When I say computer science, I mean the practical kind – where people are writing useful software that will be used by someone else.
If universities really cared about educating their students, they would take an audit once a year (at least) to take scope of the current programming world.
They would look at the currently available development platforms, and identify the ones that were well-established and provided the best introduction to tools that could solve real-world problems that real-world application developers were working on.
Then they would go out and hire professionals with real experience in these languages (!) to train the students in using these tools without sucking.
This would comprise most of the third and fourth year studies for computer scientists (or whatever bachelor's degree that would represent "practical programming").
But wait, what about the first two years? Oh, well that would be spent teaching developers to work on projects in a way that would make them (the software projects) not suck.
Everyone initially sucks at writing software that coders (even themselves) will have to maintain. It generally takes at least a year or two to work the worst of these symptoms out of your system.
If universities focused on the practical, they would work on beating that stupidity out of every student who wanted to write software.
If universities were practical, while simultaneously forward-thinking, they would smack the stupidity out of students while *also* training them on systems that real companies were using to solve current problems.

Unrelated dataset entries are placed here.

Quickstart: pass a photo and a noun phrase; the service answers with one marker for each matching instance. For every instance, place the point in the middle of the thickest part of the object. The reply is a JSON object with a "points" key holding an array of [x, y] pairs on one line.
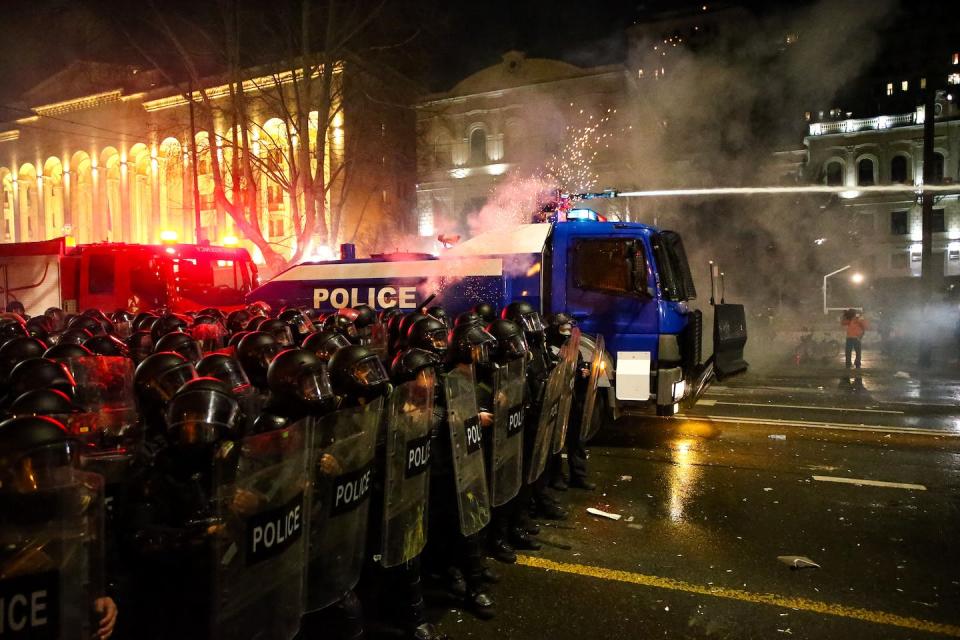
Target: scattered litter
{"points": [[798, 562], [603, 514]]}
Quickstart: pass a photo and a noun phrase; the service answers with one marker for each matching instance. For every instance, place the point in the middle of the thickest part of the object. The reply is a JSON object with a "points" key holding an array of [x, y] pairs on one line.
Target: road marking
{"points": [[871, 483], [800, 406], [786, 602], [838, 426]]}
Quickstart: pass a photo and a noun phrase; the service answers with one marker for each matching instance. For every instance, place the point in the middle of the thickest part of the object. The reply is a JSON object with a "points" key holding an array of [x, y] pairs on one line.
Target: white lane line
{"points": [[837, 426], [871, 483], [801, 406]]}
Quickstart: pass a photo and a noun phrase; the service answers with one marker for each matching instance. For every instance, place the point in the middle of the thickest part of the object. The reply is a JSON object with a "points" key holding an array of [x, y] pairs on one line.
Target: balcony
{"points": [[864, 124]]}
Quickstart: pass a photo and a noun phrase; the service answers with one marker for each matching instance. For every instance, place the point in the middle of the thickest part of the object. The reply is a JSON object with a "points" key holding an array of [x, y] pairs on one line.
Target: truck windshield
{"points": [[675, 277]]}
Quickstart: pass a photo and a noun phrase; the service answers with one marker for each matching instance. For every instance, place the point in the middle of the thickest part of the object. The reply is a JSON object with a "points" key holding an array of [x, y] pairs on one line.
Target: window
{"points": [[605, 265], [939, 221], [899, 223], [834, 174], [937, 168], [100, 274], [898, 170], [865, 172], [478, 147]]}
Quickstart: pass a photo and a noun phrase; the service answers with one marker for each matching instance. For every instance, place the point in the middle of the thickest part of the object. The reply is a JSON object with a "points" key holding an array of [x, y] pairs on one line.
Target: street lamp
{"points": [[826, 310]]}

Based on my limited education, I note that universities spend most of their efforts on the completely irrelevant (general electives, ho!) and mathematical work that is only useful to coders who are already well-educated.

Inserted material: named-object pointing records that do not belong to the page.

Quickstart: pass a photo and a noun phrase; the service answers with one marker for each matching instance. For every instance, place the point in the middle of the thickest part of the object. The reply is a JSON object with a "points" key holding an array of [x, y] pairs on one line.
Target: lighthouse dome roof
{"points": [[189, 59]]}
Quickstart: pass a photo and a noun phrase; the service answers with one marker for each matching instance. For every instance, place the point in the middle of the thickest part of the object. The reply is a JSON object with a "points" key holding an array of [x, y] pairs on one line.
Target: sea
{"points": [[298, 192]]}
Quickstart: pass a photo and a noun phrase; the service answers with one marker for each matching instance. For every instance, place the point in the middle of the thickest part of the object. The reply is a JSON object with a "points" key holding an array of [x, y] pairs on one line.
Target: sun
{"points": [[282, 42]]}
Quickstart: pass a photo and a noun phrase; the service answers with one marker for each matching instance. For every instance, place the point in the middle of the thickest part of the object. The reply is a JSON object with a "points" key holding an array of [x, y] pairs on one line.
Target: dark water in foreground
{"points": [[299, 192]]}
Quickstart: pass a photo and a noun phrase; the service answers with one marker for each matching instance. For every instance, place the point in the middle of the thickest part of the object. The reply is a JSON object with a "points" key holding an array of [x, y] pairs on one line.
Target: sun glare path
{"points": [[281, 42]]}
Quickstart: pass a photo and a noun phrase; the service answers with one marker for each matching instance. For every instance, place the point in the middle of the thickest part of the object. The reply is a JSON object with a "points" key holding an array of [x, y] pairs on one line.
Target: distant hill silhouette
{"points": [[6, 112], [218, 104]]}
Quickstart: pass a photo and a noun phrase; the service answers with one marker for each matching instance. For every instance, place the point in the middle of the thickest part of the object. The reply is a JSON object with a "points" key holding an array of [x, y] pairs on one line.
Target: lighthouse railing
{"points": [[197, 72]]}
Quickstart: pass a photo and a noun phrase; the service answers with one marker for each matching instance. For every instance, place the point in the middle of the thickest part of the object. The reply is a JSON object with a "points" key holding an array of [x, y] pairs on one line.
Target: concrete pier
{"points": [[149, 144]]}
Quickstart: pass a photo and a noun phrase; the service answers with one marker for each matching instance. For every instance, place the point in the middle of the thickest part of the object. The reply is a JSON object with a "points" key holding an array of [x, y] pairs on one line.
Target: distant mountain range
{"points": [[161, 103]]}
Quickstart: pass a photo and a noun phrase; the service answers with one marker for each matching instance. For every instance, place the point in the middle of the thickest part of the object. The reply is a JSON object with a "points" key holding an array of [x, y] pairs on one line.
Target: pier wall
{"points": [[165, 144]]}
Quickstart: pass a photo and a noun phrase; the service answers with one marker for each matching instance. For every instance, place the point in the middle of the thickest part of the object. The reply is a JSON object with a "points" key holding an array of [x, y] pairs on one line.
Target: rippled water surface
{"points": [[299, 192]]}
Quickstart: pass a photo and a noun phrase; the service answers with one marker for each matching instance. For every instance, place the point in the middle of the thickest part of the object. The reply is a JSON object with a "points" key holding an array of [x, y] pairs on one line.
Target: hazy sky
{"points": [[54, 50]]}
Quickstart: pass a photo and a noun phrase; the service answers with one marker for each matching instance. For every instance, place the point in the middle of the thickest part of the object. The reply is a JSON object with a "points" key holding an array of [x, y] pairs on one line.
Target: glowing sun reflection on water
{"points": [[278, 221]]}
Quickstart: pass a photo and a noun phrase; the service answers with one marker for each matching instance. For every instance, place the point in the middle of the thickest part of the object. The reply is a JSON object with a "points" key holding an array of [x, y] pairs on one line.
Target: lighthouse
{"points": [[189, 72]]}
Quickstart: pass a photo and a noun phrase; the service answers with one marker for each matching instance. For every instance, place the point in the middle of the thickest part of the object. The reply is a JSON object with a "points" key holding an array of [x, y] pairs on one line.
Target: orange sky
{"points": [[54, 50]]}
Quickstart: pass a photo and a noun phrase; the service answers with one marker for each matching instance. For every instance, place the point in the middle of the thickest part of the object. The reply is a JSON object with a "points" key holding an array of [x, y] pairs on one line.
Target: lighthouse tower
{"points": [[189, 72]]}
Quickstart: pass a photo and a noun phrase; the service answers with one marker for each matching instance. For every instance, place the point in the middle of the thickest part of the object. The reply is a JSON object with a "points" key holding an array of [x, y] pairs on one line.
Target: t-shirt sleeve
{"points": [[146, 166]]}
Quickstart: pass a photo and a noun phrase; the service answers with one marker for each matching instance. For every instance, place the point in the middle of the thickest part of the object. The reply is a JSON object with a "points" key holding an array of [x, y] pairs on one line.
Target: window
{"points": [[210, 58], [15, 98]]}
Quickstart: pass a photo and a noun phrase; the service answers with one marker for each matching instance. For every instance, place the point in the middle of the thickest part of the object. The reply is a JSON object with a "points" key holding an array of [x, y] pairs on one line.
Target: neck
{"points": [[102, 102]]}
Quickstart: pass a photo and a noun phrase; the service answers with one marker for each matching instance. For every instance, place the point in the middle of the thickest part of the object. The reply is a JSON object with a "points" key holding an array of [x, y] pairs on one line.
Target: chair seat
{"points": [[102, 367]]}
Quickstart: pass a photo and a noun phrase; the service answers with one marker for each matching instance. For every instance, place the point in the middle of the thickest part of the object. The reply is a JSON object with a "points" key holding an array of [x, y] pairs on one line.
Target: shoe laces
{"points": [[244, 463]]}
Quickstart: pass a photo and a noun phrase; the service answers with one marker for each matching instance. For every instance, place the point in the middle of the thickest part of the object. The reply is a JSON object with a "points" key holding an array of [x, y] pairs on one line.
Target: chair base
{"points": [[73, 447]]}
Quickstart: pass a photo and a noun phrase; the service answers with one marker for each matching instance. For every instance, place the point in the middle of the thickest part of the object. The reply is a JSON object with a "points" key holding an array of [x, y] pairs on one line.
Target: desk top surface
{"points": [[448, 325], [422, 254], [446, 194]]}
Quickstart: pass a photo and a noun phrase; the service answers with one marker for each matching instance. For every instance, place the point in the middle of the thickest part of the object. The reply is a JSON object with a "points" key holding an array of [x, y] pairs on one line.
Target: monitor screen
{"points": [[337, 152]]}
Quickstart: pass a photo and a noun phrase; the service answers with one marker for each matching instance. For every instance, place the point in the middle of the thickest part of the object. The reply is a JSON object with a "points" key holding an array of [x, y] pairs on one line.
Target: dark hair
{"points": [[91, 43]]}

But don't take my opinion too seriously – I am a college dropout, after all.
#1 by Abraham on 2011-04-26 - 20:28
Seems like you've hit the nail on the head with a serious shortcoming in higher education – specifically, that there is too much emphasis on tangible metrics. Since programming is an art it's really hard to hammer down exactly what constitutes, for example, a "well-established" development tool. I feel that if universities would hire more qualified professors and trust their judgement on exactly such questions, higher education in general would be a lot better.

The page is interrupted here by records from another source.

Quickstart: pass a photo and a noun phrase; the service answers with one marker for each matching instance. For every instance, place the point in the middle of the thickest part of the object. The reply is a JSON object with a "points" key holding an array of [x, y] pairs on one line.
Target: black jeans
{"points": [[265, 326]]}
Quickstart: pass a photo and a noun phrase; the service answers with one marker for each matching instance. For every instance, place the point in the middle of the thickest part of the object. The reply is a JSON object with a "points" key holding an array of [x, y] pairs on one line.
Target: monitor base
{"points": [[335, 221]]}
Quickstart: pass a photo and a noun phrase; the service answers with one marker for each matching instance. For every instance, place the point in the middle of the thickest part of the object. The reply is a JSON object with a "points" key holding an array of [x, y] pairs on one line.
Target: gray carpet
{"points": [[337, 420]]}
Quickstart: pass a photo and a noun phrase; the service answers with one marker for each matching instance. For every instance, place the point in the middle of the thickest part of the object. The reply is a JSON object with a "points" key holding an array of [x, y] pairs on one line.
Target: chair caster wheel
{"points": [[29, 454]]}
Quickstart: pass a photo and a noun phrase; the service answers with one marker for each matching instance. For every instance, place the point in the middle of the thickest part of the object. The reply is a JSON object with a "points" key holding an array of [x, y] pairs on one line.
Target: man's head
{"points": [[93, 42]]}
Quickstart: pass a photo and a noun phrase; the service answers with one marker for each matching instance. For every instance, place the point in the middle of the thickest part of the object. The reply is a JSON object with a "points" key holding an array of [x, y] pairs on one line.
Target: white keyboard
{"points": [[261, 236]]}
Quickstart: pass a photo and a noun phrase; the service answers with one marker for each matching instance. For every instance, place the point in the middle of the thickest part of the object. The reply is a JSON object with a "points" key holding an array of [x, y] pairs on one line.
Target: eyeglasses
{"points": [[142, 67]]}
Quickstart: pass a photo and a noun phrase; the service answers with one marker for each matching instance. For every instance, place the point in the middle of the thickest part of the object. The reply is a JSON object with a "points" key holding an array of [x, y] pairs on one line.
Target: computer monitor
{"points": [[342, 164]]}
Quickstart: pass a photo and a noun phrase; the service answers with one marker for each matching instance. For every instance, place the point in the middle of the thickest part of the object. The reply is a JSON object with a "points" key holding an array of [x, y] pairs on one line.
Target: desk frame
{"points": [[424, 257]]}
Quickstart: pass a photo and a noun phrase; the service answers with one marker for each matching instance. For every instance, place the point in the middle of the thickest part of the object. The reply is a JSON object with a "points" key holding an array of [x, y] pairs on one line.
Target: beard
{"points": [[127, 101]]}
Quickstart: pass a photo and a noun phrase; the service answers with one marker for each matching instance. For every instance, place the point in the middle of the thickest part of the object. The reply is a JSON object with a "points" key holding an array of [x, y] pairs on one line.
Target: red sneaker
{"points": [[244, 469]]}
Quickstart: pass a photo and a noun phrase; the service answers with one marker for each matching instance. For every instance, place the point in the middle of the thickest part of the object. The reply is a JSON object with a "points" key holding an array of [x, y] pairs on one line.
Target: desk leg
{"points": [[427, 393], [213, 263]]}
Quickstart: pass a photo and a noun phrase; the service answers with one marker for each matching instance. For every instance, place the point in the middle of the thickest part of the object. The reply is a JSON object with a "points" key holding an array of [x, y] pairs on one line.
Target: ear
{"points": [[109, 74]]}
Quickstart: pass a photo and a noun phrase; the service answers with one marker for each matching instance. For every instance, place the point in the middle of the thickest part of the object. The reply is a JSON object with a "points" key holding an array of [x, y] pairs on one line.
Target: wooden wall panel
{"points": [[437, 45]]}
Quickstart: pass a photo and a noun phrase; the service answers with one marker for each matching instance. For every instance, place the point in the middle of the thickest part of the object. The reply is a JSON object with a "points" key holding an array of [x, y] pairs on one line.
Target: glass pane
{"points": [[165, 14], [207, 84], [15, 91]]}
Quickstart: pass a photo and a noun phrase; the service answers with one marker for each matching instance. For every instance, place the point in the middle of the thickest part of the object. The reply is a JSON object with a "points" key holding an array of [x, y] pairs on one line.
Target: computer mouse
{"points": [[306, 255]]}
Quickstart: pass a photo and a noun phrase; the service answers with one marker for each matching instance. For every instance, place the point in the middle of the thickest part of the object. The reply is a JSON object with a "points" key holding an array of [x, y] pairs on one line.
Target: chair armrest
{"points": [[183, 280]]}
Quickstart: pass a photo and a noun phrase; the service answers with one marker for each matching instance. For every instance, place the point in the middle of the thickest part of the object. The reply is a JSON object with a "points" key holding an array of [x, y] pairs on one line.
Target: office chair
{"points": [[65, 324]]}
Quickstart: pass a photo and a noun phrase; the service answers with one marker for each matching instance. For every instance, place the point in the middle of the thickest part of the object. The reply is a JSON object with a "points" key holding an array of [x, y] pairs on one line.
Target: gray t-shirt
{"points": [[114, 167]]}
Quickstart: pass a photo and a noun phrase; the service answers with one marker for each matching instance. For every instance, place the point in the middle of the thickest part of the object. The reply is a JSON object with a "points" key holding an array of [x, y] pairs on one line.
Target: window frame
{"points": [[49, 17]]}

Or WAIT… HERE's a thought… starting from the assumption that the job of a professor is to teach students a skill set. What if we demand that professors go through the hiring process for the job that requires that skill set before they are permitted to teach it to students?
#2 by silver Harloe on 2011-07-11 - 13:01
Going to be a little redundant with a post I made at 20-sided here, but the problem is less with the universities than it is with HR managers.
Universities teach something valuable to the development of new concepts of programming and thoroughly understanding the ones they have: they teach how to think about programming. Professors study the mathematics and abstractions of information technology, and they teach what they study. But, they do not teach how to program. Most would argue that it's not even their job.
HR managers routinely require CS degrees, but they should not, because the Universities never accepted the responsibility of training programmers. It would be like if I would only hire brain surgeons if they took a class on it from you, without your consent, and without your knowledge of brain surgery. It's not your fault, it's mine for making a dumb requirement based on nothing you advertised.
What we need to make better programmers in the future is not CS degrees, but Programming Apprenticeships. It's an old concept – masters working with learners and both profiting from it. It actually happens in the workplace, but without any formality. The apprentice is a new hire, and probably a newly minted BA holder who thinks they know everything – they need the humility of being called apprentice, but they don't get it, complicating the apprenticeship process. But the master/apprentice relationship is so valuable that it hasn't gone away even though we, as a society, no longer explicitly recognize it, much to our detriment (because programming apprenticeships could start much earlier than 22 years old after getting a 4 year degree, if we recognized their value).